#!/bin/bash
# dirtyfrag-userns-mitigation.sh
# Alternative Dirty Frag mitigation for hosts where the modprobe blacklist
# would break legitimate consumers of esp4/esp6 (e.g. Docker Swarm encrypted
# overlay networks, strongSwan, libreswan, corporate VPN clients).
#
# Restricts unprivileged user namespace creation, which is the prerequisite
# for the xfrm-ESP attack chain.
#
# IMPORTANT — partial coverage:
#   This does NOT mitigate the RxRPC variant of Dirty Frag. The RxRPC variant
#   works on Ubuntu hosts that have rxrpc.ko built (the default) regardless of
#   namespace policy. Hosts using this mitigation remain partially exposed
#   until a patched kernel is available.
#
# Idempotent. Designed to run via Fleet's run-script.

set -u

CONF_FILE="/etc/sysctl.d/99-dirtyfrag-userns.conf"
EXIT=0

# --- root check ---------------------------------------------------------------
if [ "$(id -u)" -ne 0 ]; then
    echo "ERROR: must run as root" >&2
    exit 1
fi

# --- detect distro family to pick the right knob -----------------------------
FAMILY="unknown"
if [ -r /etc/os-release ]; then
    # shellcheck disable=SC1091
    . /etc/os-release
    FAMILY="${ID_LIKE:-${ID:-unknown}}"
fi

# Debian/Ubuntu expose kernel.unprivileged_userns_clone (a Debian patch).
# RHEL/Fedora don't have that knob; use the namespace-count limit instead.
case "$FAMILY" in
    *debian*|*ubuntu*)
        KEY="kernel.unprivileged_userns_clone"
        VALUE="0"
        ;;
    *rhel*|*fedora*|*centos*)
        KEY="user.max_user_namespaces"
        VALUE="0"
        ;;
    *)
        # Fallback: try the Debian knob first; if not present at runtime
        # the post-write sysctl reload will warn.
        KEY="kernel.unprivileged_userns_clone"
        VALUE="0"
        ;;
esac

echo "DETECTED: family=$FAMILY → using $KEY=$VALUE"

# --- write sysctl drop-in -----------------------------------------------------
cat > "$CONF_FILE" <<EOF
# Mitigation for Dirty Frag (xfrm-ESP variant) — restrict unprivileged user namespaces.
# Does not cover the RxRPC variant.
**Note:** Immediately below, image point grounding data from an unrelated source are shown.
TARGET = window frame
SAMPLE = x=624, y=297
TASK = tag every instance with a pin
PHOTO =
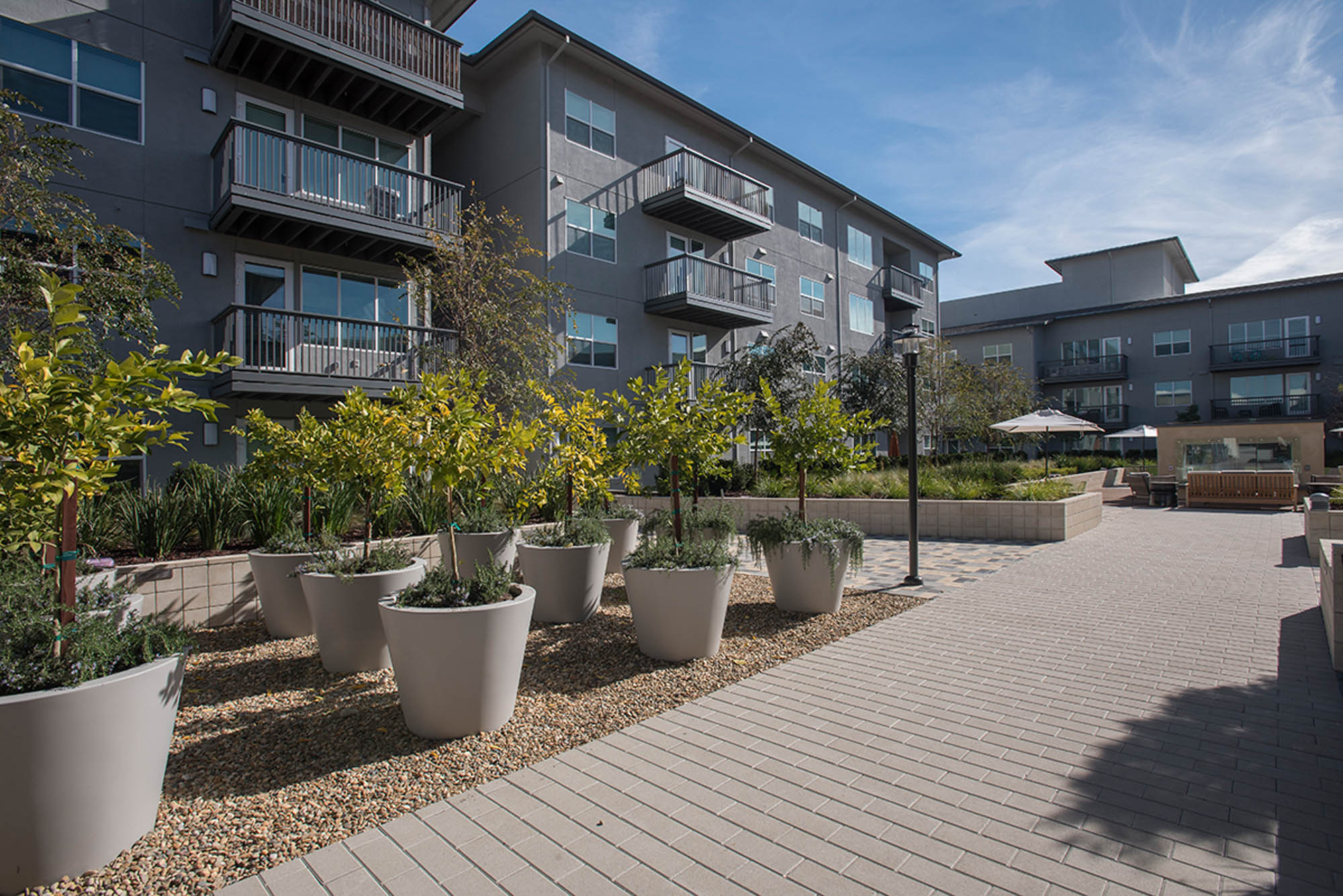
x=589, y=123
x=75, y=86
x=592, y=340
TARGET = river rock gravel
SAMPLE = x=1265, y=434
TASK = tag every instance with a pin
x=273, y=757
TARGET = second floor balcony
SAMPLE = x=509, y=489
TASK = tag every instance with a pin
x=1083, y=369
x=702, y=291
x=295, y=354
x=1287, y=352
x=1303, y=405
x=706, y=196
x=354, y=55
x=280, y=188
x=905, y=291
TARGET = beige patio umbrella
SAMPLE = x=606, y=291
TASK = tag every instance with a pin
x=1047, y=420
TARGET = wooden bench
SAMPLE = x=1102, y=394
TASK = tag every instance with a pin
x=1242, y=489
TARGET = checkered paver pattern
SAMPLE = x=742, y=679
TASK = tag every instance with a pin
x=1146, y=709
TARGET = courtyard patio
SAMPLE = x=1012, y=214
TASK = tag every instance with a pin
x=1148, y=707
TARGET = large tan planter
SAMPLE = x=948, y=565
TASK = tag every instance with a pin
x=479, y=548
x=567, y=580
x=281, y=596
x=457, y=670
x=679, y=613
x=81, y=772
x=625, y=538
x=346, y=619
x=812, y=587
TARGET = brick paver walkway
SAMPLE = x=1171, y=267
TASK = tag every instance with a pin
x=1145, y=709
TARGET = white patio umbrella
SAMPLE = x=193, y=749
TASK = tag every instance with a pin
x=1141, y=431
x=1047, y=420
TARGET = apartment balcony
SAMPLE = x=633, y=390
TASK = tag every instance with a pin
x=1106, y=416
x=292, y=354
x=702, y=291
x=1289, y=352
x=700, y=195
x=700, y=373
x=280, y=188
x=1110, y=366
x=1267, y=408
x=905, y=291
x=354, y=55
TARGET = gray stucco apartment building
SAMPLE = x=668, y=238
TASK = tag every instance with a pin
x=281, y=154
x=1119, y=341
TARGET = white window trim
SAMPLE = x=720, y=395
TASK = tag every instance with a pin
x=76, y=86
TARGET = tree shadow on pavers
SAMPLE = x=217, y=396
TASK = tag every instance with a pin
x=1242, y=783
x=1295, y=553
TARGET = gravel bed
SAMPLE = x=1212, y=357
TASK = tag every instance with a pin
x=273, y=757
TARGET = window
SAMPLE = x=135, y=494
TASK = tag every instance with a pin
x=860, y=247
x=589, y=125
x=860, y=314
x=592, y=231
x=813, y=297
x=1170, y=342
x=592, y=340
x=1176, y=393
x=809, y=223
x=72, y=82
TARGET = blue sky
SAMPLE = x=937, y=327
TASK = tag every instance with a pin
x=1019, y=130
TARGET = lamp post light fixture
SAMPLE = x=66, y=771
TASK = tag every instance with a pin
x=907, y=344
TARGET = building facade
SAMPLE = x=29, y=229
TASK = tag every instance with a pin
x=1121, y=342
x=281, y=156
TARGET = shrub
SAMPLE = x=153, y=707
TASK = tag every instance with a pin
x=155, y=524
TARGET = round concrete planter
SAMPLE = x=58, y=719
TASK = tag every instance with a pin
x=567, y=580
x=479, y=548
x=625, y=538
x=679, y=612
x=457, y=670
x=283, y=603
x=346, y=620
x=812, y=587
x=81, y=770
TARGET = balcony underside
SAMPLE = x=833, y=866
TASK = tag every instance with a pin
x=291, y=59
x=703, y=213
x=280, y=385
x=271, y=217
x=708, y=310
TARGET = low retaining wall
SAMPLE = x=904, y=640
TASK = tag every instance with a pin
x=1029, y=521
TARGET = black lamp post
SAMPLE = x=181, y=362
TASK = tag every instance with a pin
x=907, y=344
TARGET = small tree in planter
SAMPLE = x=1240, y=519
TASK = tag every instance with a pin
x=816, y=435
x=567, y=562
x=457, y=438
x=100, y=694
x=679, y=593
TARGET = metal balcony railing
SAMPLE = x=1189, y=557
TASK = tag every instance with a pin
x=369, y=28
x=1267, y=407
x=312, y=173
x=322, y=345
x=1260, y=353
x=698, y=277
x=688, y=168
x=1109, y=366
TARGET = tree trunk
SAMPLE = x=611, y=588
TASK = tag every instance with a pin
x=675, y=464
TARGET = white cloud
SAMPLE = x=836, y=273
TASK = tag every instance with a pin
x=1227, y=133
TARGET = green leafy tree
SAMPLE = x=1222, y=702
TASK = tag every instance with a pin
x=50, y=230
x=483, y=283
x=660, y=423
x=456, y=436
x=819, y=434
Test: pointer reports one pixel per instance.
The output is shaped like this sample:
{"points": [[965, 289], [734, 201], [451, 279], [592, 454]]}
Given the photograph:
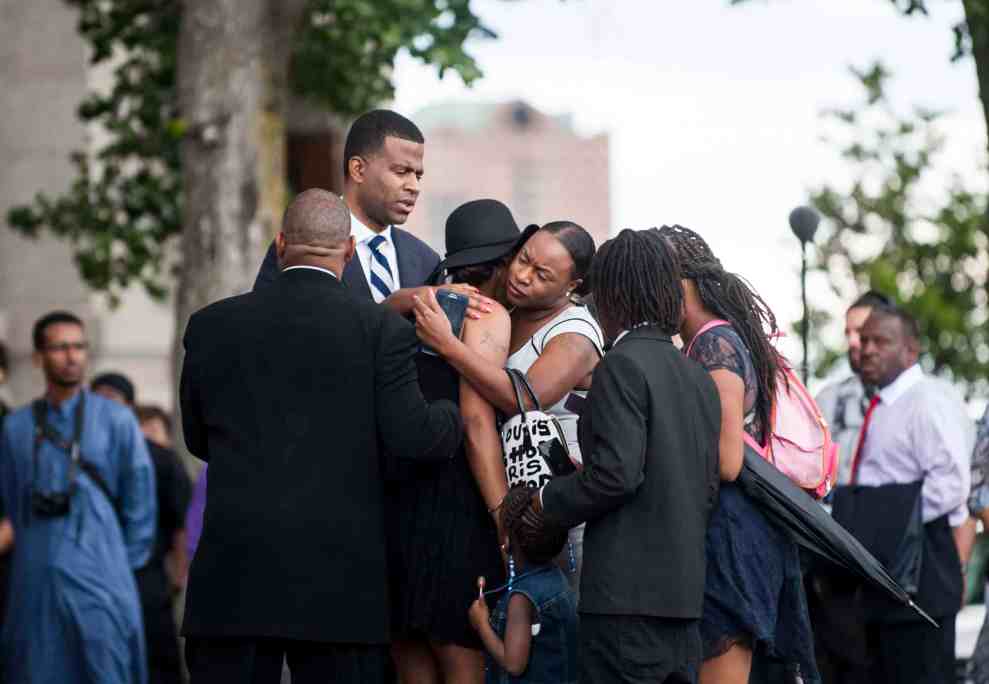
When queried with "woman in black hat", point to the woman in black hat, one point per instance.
{"points": [[444, 526], [555, 341]]}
Remove once a patched kernel is deployed.
$KEY = $VALUE
EOF

if [ ! -s "$CONF_FILE" ]; then
    echo "ERROR: failed to write $CONF_FILE" >&2
    exit 1
fi
chmod 0644 "$CONF_FILE"
echo "WROTE: $CONF_FILE"

# --- apply now ----------------------------------------------------------------
if sysctl -p "$CONF_FILE" >/dev/null 2>&1; then
    CURRENT="$(sysctl -n "$KEY" 2>/dev/null || echo '?')"
    echo "APPLIED: $KEY = $CURRENT"
    if [ "$CURRENT" != "$VALUE" ]; then
        echo "WARN: runtime value ($CURRENT) does not match desired ($VALUE)"
        EXIT=2
    fi
else
    echo "WARN: sysctl reload failed; setting will apply on next boot"
    EXIT=2
fi

# --- verification -------------------------------------------------------------
echo "----- verification -----"
echo "[$CONF_FILE]"
cat "$CONF_FILE"
echo
echo "[runtime sysctl]"
sysctl "$KEY" 2>/dev/null || echo "  $KEY: not available on this kernel"

# Exit 0 = applied cleanly; 2 = written but runtime apply incomplete (reboot will fix).
exit "$EXIT"